Ms Foster-Fulton spoke on the eve of a major debate on the referendum in London tomorrow hosted by St Columba’s Church, one of only two Kirk congregations in the English capital. Taking part for Better Together will be MPs Alistair Carmichael and Margaret Curran, while SNP MP Angus Robertson and Scots businessman Tony Banks represent Yes Scotland. More than 400 people are expected to attend, including Lord Steel, Lord McFall and Scottish Labour MPs Anne McGuire and Russell Brown.

Debate organiser Susan Pym said: “Being in England, we don’t get all the Scottish coverage and we felt we were missing out. Also, while we might not have a vote, an awful lot of our families do, and to have an interesting conversation with your family in Scotland, it helps if you’re a wee bit better informed.”

While the Kirk has taken a neutral stance on the independence issue, it has tried to facilitate constructive debate, hosting discussions across the country.

Ms Foster-Fulton said that she hoped the Church’s intervention had helped to take some of the heat out of the exchanges between the Yes and No camps.

She said: “My hope is that it has changed the tone of the conversation and given everyone an opportunity to do something that hasn’t been happening, and that is to take a deep breath and say ‘Ok, we have an opportunity here, regardless of the outcome, to discern the type of Scotland that we want to live in’.”

She added: “Regardless of whether it’s Yes or No, on 19 September there are going to be some elated people and some devastated people.

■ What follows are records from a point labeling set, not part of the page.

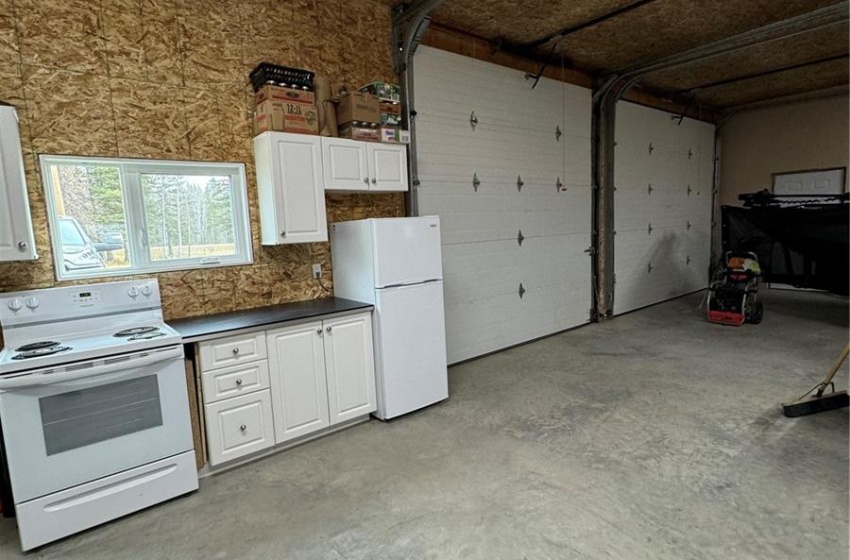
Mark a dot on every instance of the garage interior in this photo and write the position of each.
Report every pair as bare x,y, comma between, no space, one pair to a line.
578,154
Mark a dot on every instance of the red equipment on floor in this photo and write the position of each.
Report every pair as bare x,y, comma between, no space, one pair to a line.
733,297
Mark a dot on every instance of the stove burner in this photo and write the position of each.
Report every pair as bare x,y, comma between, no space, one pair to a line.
40,352
147,336
135,331
37,346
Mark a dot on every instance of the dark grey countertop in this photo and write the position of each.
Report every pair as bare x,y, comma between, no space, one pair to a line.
209,326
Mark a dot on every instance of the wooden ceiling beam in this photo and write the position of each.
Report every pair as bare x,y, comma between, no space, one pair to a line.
763,73
565,32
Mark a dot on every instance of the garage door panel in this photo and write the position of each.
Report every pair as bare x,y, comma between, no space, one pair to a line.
662,242
514,140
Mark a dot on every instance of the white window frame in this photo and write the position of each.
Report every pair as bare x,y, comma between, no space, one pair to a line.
130,171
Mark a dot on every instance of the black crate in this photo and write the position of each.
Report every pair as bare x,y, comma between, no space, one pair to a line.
266,73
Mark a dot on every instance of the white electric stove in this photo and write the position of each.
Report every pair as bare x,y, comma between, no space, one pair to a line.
93,406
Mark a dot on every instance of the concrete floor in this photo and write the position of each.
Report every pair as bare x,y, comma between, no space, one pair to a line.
653,436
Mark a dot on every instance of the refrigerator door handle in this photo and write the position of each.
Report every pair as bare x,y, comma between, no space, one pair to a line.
402,284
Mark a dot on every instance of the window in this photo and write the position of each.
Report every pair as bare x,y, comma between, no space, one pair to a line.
123,216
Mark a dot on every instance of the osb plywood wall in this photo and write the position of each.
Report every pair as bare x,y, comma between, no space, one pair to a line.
168,79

The church’s role will be in healing, in making that space for people to grieve, to be joyful and to be together, because regardless of the result, we’re all in this together.”

A Better Together spokesman said: “There is going to be a winner and a loser of the referendum, but we will all still be living here in Scotland, and it’s incumbent on all of us in the campaign to argue our case passionately but remain mindful that there are plenty of people out there that don’t agree with us, and our job is to persuade people and not berate those who don’t.”

A spokesperson for Yes Scotland campaign said: “Of course it is right that the debate should be lively and robust, but also free from hostility and negativity.

“The people Scotland deserve nothing less.”